Go to jail. Go directly to jail. Do not pass go. Do not collect $200.00.

Drat!

There are a few board games that virtually everyone has played. At some point you took the box out of the closet, put it on the kitchen table, opened it up and....there it is: stacks and stacks of money! But to keep that money? And to get everyone else's?

Well, grab the race car...or the thimble...or the shoe, and off we go!

It's a great memory for many of us, sitting around the table with Dad, Mom, Brother, Sister and spending an hour (no wait, that isn't right...hours!) buying property, collecting rent, trading spaces on that magical Monopoly board.

And now, Monopoly turns 80! What do ya say? To celebrate, let's buy Reading Railroad!

One of America’s most popular board games, Monopoly, celebrates its 80th birthday this year. The Smithsonian has a copy of the game in its “American Enterprise” exhibit that dates back to the 1940s.

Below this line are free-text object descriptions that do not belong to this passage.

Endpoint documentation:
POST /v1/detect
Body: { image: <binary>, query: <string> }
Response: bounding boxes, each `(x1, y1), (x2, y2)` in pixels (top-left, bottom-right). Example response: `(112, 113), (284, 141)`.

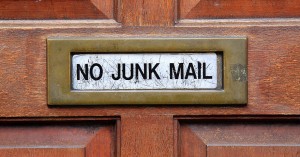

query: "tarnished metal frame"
(47, 37), (247, 105)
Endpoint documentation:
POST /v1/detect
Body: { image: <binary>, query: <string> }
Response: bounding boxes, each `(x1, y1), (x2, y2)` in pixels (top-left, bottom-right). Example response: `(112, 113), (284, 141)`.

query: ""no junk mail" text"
(76, 62), (213, 81)
(72, 54), (218, 90)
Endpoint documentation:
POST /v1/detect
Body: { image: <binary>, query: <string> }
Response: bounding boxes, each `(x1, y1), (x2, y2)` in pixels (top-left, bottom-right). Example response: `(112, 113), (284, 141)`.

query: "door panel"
(0, 148), (84, 157)
(178, 0), (300, 19)
(0, 120), (117, 157)
(208, 146), (300, 157)
(0, 0), (116, 19)
(179, 119), (300, 157)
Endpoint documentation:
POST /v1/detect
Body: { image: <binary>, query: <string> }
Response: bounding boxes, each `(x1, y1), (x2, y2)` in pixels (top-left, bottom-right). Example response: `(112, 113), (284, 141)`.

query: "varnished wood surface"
(0, 120), (116, 157)
(0, 0), (114, 20)
(178, 0), (300, 20)
(121, 115), (173, 157)
(0, 19), (299, 117)
(0, 0), (299, 156)
(0, 20), (120, 29)
(179, 119), (300, 157)
(120, 0), (174, 26)
(0, 148), (85, 157)
(179, 123), (206, 157)
(208, 146), (300, 157)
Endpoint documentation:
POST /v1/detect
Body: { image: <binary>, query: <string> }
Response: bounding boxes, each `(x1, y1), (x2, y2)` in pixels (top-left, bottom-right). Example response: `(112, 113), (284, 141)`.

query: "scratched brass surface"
(47, 38), (247, 105)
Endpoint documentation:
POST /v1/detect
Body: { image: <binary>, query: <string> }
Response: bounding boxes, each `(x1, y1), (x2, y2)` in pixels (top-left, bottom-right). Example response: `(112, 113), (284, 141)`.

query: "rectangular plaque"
(72, 53), (218, 90)
(47, 38), (247, 105)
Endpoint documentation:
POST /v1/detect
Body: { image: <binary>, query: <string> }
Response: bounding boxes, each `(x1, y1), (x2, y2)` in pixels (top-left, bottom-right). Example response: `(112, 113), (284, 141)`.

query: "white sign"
(72, 53), (218, 90)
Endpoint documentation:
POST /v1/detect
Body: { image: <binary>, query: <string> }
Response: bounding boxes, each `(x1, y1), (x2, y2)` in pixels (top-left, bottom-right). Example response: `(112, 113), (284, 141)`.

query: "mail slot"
(47, 38), (247, 105)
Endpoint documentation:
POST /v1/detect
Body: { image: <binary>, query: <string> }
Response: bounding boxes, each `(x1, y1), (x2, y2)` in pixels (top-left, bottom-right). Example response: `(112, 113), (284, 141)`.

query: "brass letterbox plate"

Charles S. Darrow filed the copyright on the board game and received it on December 31, 1935. The game was already a financial success for him because he sold his rights to the game to Parker Brothers, who started manufacturing the game as soon as it became theirs. By Christmas of that year, Parker Brothers had sold a quarter of a million copies of the game. By the same time the next year, that number had more than doubled, to 1.8 million copies, providing them a profit margin of two million dollars.

It is interesting to note that the Darrow game was heavily influenced by The Landlord’s Game, a game created by Elizabeth Magie and patented in 1903. Since the advent of Darrow’s game through Parker Brothers, other games have tried to pass it in popularity. There was even one released in the 1970s by economist Ralph Anspach called Anti-Monopoly. The objective of that game was that the players were lawyers trying to break up monopolies.

Parker Brothers filed a complaint against Anspach for violating their trademark, but he did retain his right to sell Anti-Monopoly.